If we compare Portugal’s league to elsewhere in Europe, we find something similar, especially in the recent history of the game. In countries that can be compared to Portugal in terms of size there is often one hugely dominant team, such as in Greece (Olympiacos) and the Netherlands (Ajax), or two traditional rivals cleaning up the silverware such as in Belgium (Club Brugge and Anderlecht) and Scotland (Celtic and Rangers).

Even in the strongest leagues, you can usually pick the winner before the season begins from an extremely restricted selection of one or two clubs: Manchester City or Liverpool in England; Real Madrid or Barcelona in Spain. You can even present a plausible argument that in Germany and France Bayern Munich and PSG have won the league before a ball has even been kicked and the rest of the “contenders” are playing for second place!

Genuine three-horse race

While it is true that Benfica and Porto have dominated in recent decades, Portugal’s other major club, Sporting, has re-emerged under brilliant young coach Rúben Amorim, coming 1st and 2nd in the last two years, and the Green and Whites are deemed genuine title candidates again in 2022/23.

However, current champions Porto are also well served by their coach, Sérgio Conceição, who has done an incredible job at the Estádio do Dragão. The former Portugal international has led the Dragons to the championship title 3 times in his 5 years in charge despite having his hands tied for much of that time in terms of having to deal with a transfer embargo due to UEFA’s financial fair play rules.

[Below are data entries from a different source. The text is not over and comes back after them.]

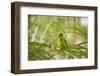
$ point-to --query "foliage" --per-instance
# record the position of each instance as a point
(56, 37)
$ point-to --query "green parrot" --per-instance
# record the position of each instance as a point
(61, 42)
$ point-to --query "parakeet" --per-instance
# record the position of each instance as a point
(61, 42)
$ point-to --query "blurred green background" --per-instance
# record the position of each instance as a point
(57, 37)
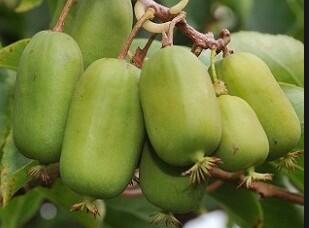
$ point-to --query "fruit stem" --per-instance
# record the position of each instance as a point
(167, 218)
(201, 170)
(65, 11)
(213, 65)
(289, 161)
(149, 14)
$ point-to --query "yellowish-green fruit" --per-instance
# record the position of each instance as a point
(49, 69)
(249, 77)
(101, 27)
(181, 111)
(164, 186)
(244, 142)
(105, 133)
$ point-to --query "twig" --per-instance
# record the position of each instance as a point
(199, 39)
(264, 189)
(65, 11)
(141, 53)
(169, 38)
(214, 186)
(139, 24)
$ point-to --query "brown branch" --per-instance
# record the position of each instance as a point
(65, 11)
(263, 189)
(149, 14)
(141, 53)
(199, 39)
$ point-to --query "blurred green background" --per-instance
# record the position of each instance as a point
(269, 16)
(49, 207)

Benfica are Portugal’s most well-supported and historically successful club, and from 2013/14 to 2016/17 they reeled off four successive league triumphs, but the Eagles have fallen on hard times, winning nothing for three seasons, which is an eternity for Benfiquistas. The early indications, however, are that under new coach Roger Schmidt, Benfica have got their mojo back.

In short, the ingredients are in place for an epic title race this year, in which all three of Portugal’s major clubs have every chance of coming out top of the pile in May.